The detection of the -94ins/delATTG polymorphism in patients with AECOPD can predict disease prognosis. The BMI of patients with AECOPD was significantly lower in patients carrying the -94insATTG gene. Gene detection is therefore important in patients carrying ins/ins or ins/del genotypes following admission.

摘要

背景

阐明核因子κB1(NF-κB1)基因起始序列-94ins/delATTG多态性与慢性阻塞性肺疾病急性加重(AECOPD)之间的相关性。

方法

于2013年9月至2015年9月在南方医科大学第三附属医院呼吸内科收集260例AECOPD患者的血样。收集260例健康受试者的血样作为对照组。使用基因组DNA提取试剂盒提取DNA,并在DNA定量分析仪上进行分析。使用Rotor-Gene(60001.7)进行数据分析以确定基因型。采用SPSS20.0比较患者与健康受试者之间的-94ins/delATTG多态性。进一步分析NF-κB1基因型启动子序列-94ins/delATTG与AECOPD之间的关系。

结果

我们在AECOPD组和健康对照组中均检测到ins/ins、插入或缺失(ins/del)和del/del基因型。
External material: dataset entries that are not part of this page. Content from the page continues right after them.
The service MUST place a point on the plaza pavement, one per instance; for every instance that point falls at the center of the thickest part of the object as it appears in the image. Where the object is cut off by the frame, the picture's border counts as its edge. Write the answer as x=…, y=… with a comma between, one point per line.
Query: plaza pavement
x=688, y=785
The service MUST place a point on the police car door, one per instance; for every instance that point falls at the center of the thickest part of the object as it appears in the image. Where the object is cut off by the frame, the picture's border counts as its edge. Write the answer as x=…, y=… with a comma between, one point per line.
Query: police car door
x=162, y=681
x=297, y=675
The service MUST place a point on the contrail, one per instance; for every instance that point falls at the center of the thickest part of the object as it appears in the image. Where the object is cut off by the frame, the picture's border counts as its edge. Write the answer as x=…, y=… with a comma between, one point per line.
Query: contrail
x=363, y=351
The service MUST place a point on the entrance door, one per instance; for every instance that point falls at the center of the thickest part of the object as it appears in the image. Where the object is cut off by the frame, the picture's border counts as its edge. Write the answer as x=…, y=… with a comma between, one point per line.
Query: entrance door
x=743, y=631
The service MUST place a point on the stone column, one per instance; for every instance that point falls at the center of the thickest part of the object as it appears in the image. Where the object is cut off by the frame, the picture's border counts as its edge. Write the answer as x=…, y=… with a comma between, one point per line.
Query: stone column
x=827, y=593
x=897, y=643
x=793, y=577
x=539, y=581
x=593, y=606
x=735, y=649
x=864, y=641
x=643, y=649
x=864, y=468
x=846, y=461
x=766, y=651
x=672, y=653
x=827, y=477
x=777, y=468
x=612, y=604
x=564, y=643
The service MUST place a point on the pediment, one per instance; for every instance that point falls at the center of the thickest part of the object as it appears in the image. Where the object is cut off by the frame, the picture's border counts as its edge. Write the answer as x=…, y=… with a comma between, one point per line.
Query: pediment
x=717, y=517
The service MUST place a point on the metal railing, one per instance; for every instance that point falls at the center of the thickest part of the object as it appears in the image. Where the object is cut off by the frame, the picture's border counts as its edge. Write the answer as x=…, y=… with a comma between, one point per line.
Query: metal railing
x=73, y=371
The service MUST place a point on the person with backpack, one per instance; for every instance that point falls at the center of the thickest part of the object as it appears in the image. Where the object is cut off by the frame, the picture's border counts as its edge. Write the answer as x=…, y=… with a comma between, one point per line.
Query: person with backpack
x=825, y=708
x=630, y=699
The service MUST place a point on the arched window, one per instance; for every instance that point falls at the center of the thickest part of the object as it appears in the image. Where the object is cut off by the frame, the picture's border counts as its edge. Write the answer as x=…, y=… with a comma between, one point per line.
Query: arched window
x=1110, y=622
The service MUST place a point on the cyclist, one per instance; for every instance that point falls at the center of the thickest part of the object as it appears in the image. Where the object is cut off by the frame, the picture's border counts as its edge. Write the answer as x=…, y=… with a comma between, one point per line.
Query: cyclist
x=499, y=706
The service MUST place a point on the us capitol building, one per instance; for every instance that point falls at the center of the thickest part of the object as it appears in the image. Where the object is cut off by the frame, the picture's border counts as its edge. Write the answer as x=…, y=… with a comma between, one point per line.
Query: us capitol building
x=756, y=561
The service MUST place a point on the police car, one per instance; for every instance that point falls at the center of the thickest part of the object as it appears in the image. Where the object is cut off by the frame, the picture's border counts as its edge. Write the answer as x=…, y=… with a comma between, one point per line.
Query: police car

三种基因型的分布符合Hardy-Weinberg平衡定律。AECOPD组和对照组之间ins/ins、ins/del、del/del基因型分布的构成比不同(P<0.05)。两组之间ins/ins、ins/del和del/del基因型分布的差异也有统计学意义(P<0.05)。两组之间等位基因频率分布具有可比性(P>0.05)。无论携带ins/ins + ins/del基因型还是del/del基因,分布比例与AECOPD患者的吸烟指数和临床表型均无相关性(P>0.05)。与del/del基因型的AECOPD患者相比,ins/ins + ins/del基因型的AECOPD患者体重指数(BMI)较低、慢性阻塞性肺疾病评估测试(CAT)得分较高、急性发作次数较多且住院时间较长(P<0.05)。

结论

检测AECOPD患者的-94ins/delATTG多态性可预测疾病预后。携带-94insATTG基因的AECOPD患者BMI显著较低。因此,对于入院后携带ins/ins或ins/del基因型的患者,基因检测很重要。